In [1]:
# General
import numpy as np
import pandas as pd

# Model
import torch.nn.functional as F
import torch
import torch.nn as nn
from transformers import AutoTokenizer, AutoModelForSequenceClassification, TrainingArguments, EarlyStoppingCallback, Trainer
from datasets import Dataset, DatasetDict

# Imbalance
from sklearn.utils.class_weight import compute_class_weight

# Evaluation
from sklearn.model_selection import train_test_split
from sklearn.metrics import accuracy_score, f1_score, precision_score, recall_score
from sklearn.metrics import classification_report

import warnings
warnings.filterwarnings("ignore")

  from .autonotebook import tqdm as notebook_tqdm


In [2]:
import sys
import os
sys.path.append(os.path.abspath('..'))

# Preprocess
from src.preprocessing import PreprocessingPretrained

In [3]:
# Load data
train_df = pd.read_csv('../Data/train.csv')

In [4]:
# Split data
X_train, X_test, y_train, y_test = train_test_split(
    train_df['text'], train_df['label'], 
    test_size=0.2, stratify=train_df['label'], random_state=42
)

print(f"Training set size: {len(X_train)}")
print(f"Test set size: {len(X_test)}")
print(f"Training label distribution:\n{pd.Series(y_train).value_counts()}")

Training set size: 7634
Test set size: 1909
Training label distribution:
label
2    4942
1    1538
0    1154
Name: count, dtype: int64


In [5]:
# Light preprocessing
preprocessor = PreprocessingPretrained(translate=True)

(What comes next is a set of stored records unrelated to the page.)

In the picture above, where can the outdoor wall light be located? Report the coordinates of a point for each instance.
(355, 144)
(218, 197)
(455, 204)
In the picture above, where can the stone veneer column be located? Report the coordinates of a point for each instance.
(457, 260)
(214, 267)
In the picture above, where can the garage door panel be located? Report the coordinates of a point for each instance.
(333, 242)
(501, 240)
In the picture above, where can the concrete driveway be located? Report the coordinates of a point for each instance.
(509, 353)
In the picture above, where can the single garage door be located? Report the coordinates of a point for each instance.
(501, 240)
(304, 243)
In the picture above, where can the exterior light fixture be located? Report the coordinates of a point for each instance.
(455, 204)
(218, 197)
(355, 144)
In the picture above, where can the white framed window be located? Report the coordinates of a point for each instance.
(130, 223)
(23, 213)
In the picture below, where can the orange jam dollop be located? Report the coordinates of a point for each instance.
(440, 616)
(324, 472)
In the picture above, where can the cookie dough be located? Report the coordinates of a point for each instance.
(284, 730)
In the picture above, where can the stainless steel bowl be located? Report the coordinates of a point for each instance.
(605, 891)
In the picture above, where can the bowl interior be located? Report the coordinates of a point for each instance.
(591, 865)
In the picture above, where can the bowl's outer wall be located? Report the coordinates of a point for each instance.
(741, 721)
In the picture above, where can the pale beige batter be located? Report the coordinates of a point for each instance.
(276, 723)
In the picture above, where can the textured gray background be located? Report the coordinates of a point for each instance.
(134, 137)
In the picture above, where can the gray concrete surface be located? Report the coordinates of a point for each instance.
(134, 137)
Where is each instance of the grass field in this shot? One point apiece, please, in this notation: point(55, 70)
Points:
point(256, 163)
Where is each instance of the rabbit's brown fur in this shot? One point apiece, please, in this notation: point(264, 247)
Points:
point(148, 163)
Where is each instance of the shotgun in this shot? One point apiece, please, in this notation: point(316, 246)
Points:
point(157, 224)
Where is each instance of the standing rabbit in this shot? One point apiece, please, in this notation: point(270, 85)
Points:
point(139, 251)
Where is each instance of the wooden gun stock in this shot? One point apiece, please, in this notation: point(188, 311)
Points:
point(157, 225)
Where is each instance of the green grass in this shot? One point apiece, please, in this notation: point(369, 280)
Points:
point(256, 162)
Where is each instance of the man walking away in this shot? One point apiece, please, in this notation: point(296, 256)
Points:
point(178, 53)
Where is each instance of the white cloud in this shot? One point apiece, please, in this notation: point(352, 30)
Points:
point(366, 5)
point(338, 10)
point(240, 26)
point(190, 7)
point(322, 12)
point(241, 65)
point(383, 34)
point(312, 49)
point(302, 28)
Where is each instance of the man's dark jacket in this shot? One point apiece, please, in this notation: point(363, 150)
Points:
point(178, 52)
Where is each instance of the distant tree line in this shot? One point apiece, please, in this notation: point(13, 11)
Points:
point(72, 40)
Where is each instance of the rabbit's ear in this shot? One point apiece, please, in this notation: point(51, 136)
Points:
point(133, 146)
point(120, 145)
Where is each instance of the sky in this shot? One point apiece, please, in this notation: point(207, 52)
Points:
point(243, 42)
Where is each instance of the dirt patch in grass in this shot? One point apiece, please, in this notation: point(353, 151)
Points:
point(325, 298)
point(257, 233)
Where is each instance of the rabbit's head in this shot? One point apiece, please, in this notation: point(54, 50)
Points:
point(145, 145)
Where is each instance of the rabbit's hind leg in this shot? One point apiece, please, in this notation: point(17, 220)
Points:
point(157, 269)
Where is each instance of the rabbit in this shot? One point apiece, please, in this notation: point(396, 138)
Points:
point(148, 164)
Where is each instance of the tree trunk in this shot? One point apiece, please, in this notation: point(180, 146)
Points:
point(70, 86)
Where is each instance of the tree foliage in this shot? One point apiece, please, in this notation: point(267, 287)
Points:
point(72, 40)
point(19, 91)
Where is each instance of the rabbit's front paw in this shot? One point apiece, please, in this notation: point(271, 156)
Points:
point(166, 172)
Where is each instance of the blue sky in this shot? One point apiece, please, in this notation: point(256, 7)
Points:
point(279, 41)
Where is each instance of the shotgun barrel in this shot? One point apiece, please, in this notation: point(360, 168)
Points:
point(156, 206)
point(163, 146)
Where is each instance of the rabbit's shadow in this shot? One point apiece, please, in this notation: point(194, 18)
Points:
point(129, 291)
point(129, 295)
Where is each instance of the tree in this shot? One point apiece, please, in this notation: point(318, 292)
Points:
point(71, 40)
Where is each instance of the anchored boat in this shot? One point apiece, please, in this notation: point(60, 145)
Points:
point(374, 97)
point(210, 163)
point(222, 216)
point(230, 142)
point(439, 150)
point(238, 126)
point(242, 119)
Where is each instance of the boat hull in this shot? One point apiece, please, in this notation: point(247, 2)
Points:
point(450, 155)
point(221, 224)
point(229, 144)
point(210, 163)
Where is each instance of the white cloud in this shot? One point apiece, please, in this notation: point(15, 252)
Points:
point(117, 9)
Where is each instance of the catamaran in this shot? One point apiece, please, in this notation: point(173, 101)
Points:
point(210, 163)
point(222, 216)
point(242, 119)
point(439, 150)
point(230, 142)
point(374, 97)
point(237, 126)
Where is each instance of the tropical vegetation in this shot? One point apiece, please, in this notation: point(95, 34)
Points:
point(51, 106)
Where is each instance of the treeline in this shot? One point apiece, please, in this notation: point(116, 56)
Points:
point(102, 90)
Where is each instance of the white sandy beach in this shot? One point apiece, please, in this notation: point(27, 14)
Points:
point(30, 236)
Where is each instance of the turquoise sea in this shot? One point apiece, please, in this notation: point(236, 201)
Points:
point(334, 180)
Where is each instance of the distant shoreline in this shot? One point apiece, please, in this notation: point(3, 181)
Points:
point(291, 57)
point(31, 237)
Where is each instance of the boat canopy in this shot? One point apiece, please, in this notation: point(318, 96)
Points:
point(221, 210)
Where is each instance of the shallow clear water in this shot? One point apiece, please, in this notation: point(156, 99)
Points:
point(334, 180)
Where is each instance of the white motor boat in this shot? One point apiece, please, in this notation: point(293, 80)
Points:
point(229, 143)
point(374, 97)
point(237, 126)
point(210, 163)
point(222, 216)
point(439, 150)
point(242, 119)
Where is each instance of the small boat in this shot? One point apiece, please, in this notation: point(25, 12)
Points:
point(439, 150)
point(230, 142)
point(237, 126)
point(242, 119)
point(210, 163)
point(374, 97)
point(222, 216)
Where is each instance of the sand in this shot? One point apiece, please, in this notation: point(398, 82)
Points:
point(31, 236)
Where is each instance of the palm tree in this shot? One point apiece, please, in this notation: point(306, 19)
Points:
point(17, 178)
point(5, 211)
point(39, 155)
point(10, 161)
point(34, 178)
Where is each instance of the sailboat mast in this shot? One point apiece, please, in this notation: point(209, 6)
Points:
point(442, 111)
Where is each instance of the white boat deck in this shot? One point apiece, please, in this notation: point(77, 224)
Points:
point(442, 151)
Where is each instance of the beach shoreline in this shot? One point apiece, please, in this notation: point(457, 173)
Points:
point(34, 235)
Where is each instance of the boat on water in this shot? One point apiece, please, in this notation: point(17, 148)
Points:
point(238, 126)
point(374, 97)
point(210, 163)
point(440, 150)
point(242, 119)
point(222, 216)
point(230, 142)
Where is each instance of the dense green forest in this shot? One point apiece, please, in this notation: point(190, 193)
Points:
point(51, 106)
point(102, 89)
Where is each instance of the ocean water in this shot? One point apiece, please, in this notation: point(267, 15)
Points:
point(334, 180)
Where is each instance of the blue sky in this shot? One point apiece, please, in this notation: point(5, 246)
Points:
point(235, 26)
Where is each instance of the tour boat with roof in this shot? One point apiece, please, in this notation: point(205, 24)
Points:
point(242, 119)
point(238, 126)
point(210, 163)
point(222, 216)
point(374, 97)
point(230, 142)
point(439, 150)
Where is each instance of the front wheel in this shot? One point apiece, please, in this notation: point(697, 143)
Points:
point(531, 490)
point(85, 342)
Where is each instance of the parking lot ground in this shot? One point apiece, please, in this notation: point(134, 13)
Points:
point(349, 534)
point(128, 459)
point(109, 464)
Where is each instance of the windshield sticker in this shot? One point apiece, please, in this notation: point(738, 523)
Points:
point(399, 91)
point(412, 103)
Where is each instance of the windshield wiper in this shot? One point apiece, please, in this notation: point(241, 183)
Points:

X_train = preprocessor.preprocess(X_train)

In [6]:
# Set labels 
label2id = {"bearish": 0, "bullish": 1, "neutral": 2}
id2label = {0: "bearish", 1: "bullish", 2: "neutral"}

In [7]:
device = torch.device("cuda" if torch.cuda.is_available() else "cpu")

In [8]:
# Compute class weights
class_weights_np = compute_class_weight('balanced', classes=np.unique(y_train), y=y_train)
class_weights = torch.tensor(class_weights_np, dtype=torch.float).to(device)

print(class_weights_np)

[2.20508377 1.65452969 0.51490625]


In [9]:
# Load model and tokenizer - finbert trained on financial data
model_name = "yiyanghkust/finbert-tone"
model = AutoModelForSequenceClassification.from_pretrained(model_name, num_labels=3, id2label=id2label, label2id=label2id)
tokenizer = AutoTokenizer.from_pretrained(model_name)

In [10]:
# Freeze body 
for param in model.bert.parameters():
    param.requires_grad = False

print(model)

BertForSequenceClassification(
  (bert): BertModel(
    (embeddings): BertEmbeddings(
      (word_embeddings): Embedding(30873, 768, padding_idx=0)
      (position_embeddings): Embedding(512, 768)
      (token_type_embeddings): Embedding(2, 768)
      (LayerNorm): LayerNorm((768,), eps=1e-12, elementwise_affine=True)
      (dropout): Dropout(p=0.1, inplace=False)
    )
    (encoder): BertEncoder(
      (layer): ModuleList(
        (0-11): 12 x BertLayer(
          (attention): BertAttention(
            (self): BertSdpaSelfAttention(
              (query): Linear(in_features=768, out_features=768, bias=True)
              (key): Linear(in_features=768, out_features=768, bias=True)
              (value): Linear(in_features=768, out_features=768, bias=True)
              (dropout): Dropout(p=0.1, inplace=False)
            )
            (output): BertSelfOutput(
              (dense): Linear(in_features=768, out_features=768, bias=True)
              (LayerNorm): LayerNorm((768,), eps=1e

In [11]:
# Create DatasetDict - format needed for pre trained model 
train_df = pd.DataFrame({'text': X_train, 'label': y_train})
test_df = pd.DataFrame({'text': X_test, 'label': y_test})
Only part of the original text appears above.